SGLang’s callback does not pass the per-request generated-token position, and custom_param_list is static across decode steps. So the env hook supports only ForcedTokenSequenceSpec, whose realized ForcedSequenceLogitsProcessor advances a purely internal counter (it ignores input_ids). To make that counter advance, the adapter keeps per-request processor state keyed by a request UID (context.id()) injected into custom_params, relying on SGLang caching a single DynamoSglangLogitProcessor instance (by its serialized string) and reusing it across decode steps. Because SGLang expands n > 1 into multiple batch rows that share one request’s custom_params, the hook forces n = 1 while it is active (a forced sequence has no meaningful n > 1). Arbitrary BaseLogitsProcessor instances that need the real token history are deliberately out of scope until SGLang exposes that state at this callback.

The same shared layer hosts the TRT-LLM and vLLM slices; each backend translates the same LogitsProcessorSpec into its native shape. The public config-driven loader (when it lands) plugs in by resolving a LogitsProcessorSpec from CLI/config instead of from this env var; no engine code changes.

Current limitations

  • The env hook ships only ForcedTokenSequenceSpec (pre-resolved token IDs). Arbitrary Dynamo BaseLogitsProcessor instances and a public import-string/plugin loader are deferred follow-ups (see the design doc).
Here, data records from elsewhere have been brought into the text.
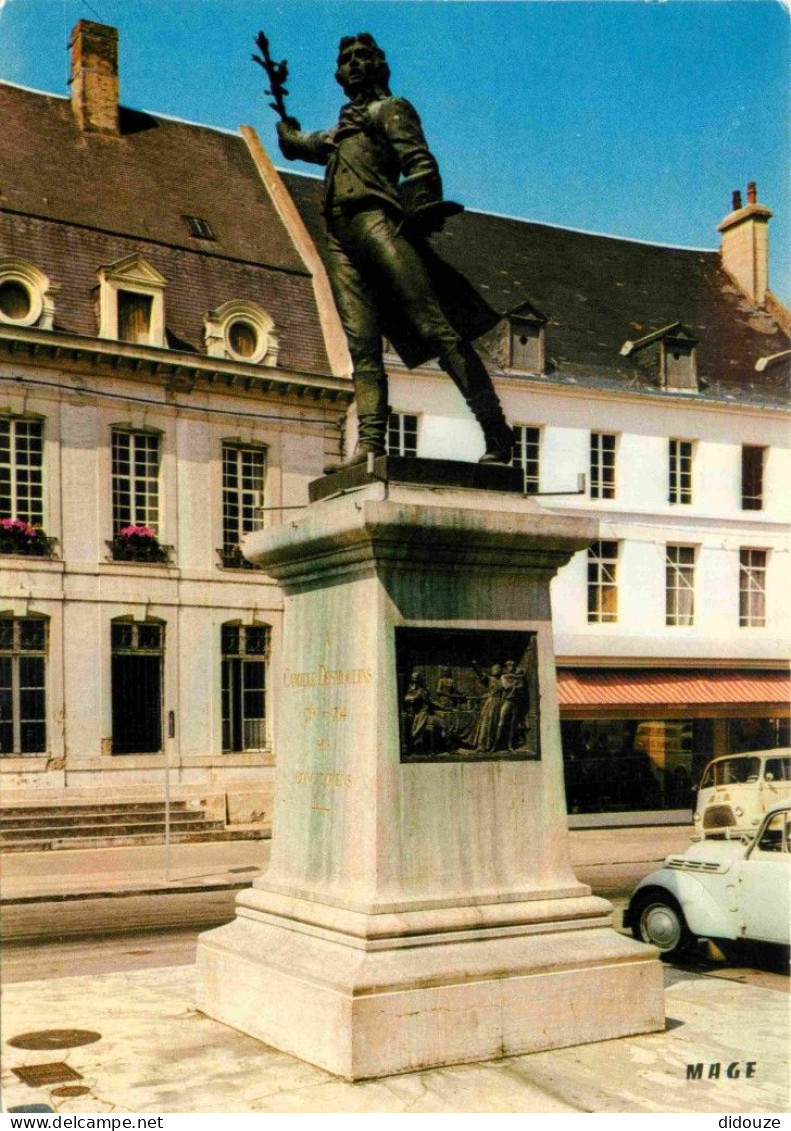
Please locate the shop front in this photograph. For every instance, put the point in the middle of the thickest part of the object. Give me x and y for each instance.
(636, 741)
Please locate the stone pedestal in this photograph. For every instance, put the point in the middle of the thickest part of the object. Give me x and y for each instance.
(419, 907)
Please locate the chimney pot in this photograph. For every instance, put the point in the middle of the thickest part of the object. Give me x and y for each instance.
(94, 76)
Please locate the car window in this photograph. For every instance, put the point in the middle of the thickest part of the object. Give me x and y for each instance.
(737, 770)
(780, 768)
(772, 838)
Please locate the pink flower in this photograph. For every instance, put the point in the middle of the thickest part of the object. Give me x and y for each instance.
(137, 532)
(18, 525)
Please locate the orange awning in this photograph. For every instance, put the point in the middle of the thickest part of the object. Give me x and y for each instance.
(616, 689)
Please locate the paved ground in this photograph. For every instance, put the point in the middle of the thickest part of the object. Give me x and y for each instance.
(156, 1053)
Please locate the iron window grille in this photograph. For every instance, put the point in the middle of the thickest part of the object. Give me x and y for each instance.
(244, 657)
(23, 685)
(751, 588)
(679, 585)
(526, 455)
(602, 465)
(135, 480)
(753, 477)
(22, 471)
(243, 481)
(602, 583)
(680, 471)
(402, 434)
(137, 662)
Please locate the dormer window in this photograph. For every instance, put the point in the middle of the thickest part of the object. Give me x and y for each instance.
(668, 356)
(525, 346)
(26, 295)
(131, 302)
(241, 330)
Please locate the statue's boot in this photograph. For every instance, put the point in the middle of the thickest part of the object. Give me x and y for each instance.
(372, 429)
(472, 379)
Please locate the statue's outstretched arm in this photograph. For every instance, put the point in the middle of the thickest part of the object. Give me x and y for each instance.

  • PythonProcessorSpec (the TRT-LLM in-process escape hatch wrapping a live callable) is not serializable, so the SGLang adapter rejects it.
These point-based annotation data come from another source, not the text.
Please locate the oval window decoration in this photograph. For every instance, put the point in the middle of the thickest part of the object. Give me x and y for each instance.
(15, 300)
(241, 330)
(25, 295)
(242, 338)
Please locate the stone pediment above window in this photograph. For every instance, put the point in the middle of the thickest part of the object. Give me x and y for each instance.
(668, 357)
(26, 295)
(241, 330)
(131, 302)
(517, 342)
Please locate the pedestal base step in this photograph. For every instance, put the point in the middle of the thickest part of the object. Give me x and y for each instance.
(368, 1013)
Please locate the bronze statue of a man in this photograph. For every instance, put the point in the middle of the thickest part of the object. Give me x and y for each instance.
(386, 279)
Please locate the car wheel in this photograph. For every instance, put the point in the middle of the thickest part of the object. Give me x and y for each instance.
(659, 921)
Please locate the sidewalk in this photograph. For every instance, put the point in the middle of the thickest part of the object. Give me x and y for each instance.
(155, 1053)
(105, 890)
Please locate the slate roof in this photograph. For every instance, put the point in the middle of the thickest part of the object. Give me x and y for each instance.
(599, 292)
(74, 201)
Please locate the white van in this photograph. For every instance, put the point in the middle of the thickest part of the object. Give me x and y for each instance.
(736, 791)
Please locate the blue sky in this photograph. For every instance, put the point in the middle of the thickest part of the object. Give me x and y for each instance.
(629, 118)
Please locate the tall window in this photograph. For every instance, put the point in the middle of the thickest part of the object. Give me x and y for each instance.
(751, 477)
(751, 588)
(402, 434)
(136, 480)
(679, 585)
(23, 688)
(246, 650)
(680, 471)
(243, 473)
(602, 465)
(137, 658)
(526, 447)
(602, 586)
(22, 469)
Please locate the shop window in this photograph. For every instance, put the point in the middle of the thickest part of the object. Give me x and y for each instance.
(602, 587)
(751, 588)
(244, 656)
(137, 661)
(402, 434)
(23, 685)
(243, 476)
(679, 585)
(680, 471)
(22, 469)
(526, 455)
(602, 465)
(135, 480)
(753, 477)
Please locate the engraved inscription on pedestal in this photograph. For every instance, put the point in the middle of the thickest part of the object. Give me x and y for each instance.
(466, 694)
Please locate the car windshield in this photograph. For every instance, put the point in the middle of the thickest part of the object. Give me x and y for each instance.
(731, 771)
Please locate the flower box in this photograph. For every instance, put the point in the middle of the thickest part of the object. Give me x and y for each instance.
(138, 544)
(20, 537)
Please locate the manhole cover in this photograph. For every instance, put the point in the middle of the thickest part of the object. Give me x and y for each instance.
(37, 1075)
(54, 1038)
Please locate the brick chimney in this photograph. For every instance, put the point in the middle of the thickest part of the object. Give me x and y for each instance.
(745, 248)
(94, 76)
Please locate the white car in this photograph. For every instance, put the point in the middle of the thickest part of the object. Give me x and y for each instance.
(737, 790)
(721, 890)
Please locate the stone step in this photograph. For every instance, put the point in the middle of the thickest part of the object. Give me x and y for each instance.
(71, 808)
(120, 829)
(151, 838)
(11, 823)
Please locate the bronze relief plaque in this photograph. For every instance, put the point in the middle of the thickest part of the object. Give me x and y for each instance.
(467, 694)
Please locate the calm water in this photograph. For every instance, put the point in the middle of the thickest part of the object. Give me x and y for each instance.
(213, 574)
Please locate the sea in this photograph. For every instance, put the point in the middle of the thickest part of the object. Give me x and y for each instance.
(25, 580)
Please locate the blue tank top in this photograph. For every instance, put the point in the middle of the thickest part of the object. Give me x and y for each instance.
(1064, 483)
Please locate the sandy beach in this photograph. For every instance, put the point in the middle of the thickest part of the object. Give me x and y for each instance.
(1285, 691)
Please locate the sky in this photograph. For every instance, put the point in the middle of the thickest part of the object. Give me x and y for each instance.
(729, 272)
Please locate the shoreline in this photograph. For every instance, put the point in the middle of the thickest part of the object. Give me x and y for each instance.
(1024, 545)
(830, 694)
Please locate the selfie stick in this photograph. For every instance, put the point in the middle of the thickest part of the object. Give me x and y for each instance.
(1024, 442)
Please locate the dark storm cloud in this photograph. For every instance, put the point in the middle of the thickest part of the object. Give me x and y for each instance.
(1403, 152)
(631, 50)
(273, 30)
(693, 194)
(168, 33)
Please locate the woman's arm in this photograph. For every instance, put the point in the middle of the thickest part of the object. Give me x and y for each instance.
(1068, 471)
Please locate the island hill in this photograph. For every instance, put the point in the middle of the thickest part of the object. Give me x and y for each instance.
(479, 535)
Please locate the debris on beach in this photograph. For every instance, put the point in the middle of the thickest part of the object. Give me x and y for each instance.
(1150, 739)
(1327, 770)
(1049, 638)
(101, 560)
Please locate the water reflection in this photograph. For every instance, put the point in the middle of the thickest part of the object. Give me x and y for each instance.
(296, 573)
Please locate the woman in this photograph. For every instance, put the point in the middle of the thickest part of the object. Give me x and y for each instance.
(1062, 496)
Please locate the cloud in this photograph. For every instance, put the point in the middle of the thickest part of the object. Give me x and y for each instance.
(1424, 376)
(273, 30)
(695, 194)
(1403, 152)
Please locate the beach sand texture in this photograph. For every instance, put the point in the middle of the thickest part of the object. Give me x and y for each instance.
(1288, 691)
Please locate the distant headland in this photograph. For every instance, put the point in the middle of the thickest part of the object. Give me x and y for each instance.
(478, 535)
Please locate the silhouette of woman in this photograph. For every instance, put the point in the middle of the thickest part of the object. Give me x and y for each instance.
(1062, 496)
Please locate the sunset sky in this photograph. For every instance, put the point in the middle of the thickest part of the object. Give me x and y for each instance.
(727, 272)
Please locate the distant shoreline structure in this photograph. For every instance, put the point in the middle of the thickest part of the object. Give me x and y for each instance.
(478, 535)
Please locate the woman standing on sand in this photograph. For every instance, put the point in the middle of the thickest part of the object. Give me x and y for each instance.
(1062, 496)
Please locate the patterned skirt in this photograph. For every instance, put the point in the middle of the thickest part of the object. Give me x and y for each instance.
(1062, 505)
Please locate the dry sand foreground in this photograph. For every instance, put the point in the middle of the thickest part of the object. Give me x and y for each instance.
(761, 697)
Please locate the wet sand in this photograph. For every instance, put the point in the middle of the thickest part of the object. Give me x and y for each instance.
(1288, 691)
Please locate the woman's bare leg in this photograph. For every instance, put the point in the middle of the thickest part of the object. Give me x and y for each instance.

  • Known issue — unbounded state map: the per-request state map is not pruned (no completion signal reaches the callback), so it grows for the life of the worker process while the hook is active. This is acceptable for the env-gated smoke hook (a test surface), but is not a production processor surface.
  • n is forced to 1 while the hook is active: SGLang expands n > 1 into batch rows that share one request’s custom_params, which would collide the per-request processor state. A forced “Hello world!” has no meaningful n > 1.